Re: Arm v7 RPi2 -current unresponsive to debugger escape during buildworld

From: Ronald Klop <ronald-lists_at_klop.ws>
Date: Fri, 07 Nov 2025 17:19:02 UTC
Van: bob prohaska <fbsd@www.zefox.net>
Datum: 7 november 2025 17:48
Aan: Paul Mather <paul@gromit.dlib.vt.edu>
CC: freebsd-current@freebsd.org, freebsd-arm@freebsd.org
Onderwerp: Re: Arm v7 RPi2 -current unresponsive to debugger escape during buildworld

> 
> 
> On Fri, Nov 07, 2025 at 10:42:24AM -0500, Paul Mather wrote:
> > On Nov 6, 2025, at 9:22pm, bob prohaska www.zefox.net> wrote:
> > 
> > > On Thu, Nov 06, 2025 at 10:00:19AM -0800, Mark Millard wrote:
> > >> On Nov 6, 2025, at 08:38, bob prohaska www.zefox.net> wrote:
> > >> 
> > >>> On Thu, Nov 06, 2025 at 03:45:01PM +0100, Ronald Klop wrote:
> > >>>> Hi,
> > >>>> 
> > >>>> To me it sounds like your machine is overwhelmed by swapping.
> > >>>> 
> > >>>> Try -j1 buildworld.
> > > Maybe a -j1 buildworld could be at least somewhat informative.
> > > Lately none of my Pi2's has made it through buildworld 
> > > without hanging silently. If -j1 buildworld completes,
> > > that would be a significant change. The test will take a
> > > week, but the problem has been going on for a year.
> > 
> > 
> > This isn't related directly to building on the RPi2, but just a general comment that on a system with 1 GB RAM like the RPi2, building with -j3 (or anything more than -j1) is probably wishful thinking at this point given it seems the RAM requirements of LLVM right now seem to be creeping ever upwards.
> 
> In the past FreeBSD was quite vocal about running out of memory/swap. It would issue warnings
> on the console that swap was low, slow to become available, or exhausted. In this case nothing
> of the sort is happening. The machine does bog down when swap usage exceeds about 500MB, but
> it doesn't stop or complain. The scheduler seems to figure out which theads are making progress
> and gives them higher priority. Eventually the backlog is worked through, swap use drops to
> 50 MB or less and CPU usage rises to 90+% per core. 
> 
> That's when the system is hanging and unresponsive to enter-tilda-control-B. If it's a 
> memory exhaustion issue it's happening invisibly and only later causing a stoppage.
> It's the invisibility of the problem which hints at a deeper flaw.

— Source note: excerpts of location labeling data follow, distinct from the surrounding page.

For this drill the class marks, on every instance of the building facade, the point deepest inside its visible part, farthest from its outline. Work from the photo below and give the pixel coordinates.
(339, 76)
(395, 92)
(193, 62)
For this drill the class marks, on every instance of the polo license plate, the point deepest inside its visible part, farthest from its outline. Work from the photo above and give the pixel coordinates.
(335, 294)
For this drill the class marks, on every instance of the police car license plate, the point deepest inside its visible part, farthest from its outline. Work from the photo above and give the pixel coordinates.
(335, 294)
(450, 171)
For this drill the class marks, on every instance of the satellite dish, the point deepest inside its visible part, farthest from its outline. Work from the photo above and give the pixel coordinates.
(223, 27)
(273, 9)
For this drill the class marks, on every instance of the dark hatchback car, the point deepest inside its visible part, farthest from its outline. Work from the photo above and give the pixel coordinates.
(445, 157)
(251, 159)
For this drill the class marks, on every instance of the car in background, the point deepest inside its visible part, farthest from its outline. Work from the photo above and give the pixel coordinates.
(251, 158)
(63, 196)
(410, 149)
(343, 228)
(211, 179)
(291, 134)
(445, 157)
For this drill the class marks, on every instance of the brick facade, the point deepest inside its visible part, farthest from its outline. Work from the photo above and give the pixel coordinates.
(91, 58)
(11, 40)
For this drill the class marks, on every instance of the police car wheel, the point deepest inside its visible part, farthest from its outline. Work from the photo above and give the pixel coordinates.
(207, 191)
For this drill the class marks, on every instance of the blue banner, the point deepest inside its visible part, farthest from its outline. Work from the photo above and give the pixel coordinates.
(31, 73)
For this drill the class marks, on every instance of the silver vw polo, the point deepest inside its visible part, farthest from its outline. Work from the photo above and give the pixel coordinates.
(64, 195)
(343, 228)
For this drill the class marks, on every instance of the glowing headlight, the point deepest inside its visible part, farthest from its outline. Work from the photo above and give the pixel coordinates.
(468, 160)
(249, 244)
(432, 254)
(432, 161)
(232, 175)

I don't think it's
> possible to anticipate how much memory a program will eventually require, but it does
> seem possible to recognize when a resource limit is crossed, if that's the problem. 
> 
> I think a -j1 buildworld is likely worth a try, but if it succeeds I don't have
> any idea where it'll point a finger.
> 
> Thanks for writing!
> 
> bob prohaska
>  
> 
> 
> 
> 
> 
> 


If it fails without swapping you know you need to look somewhere else.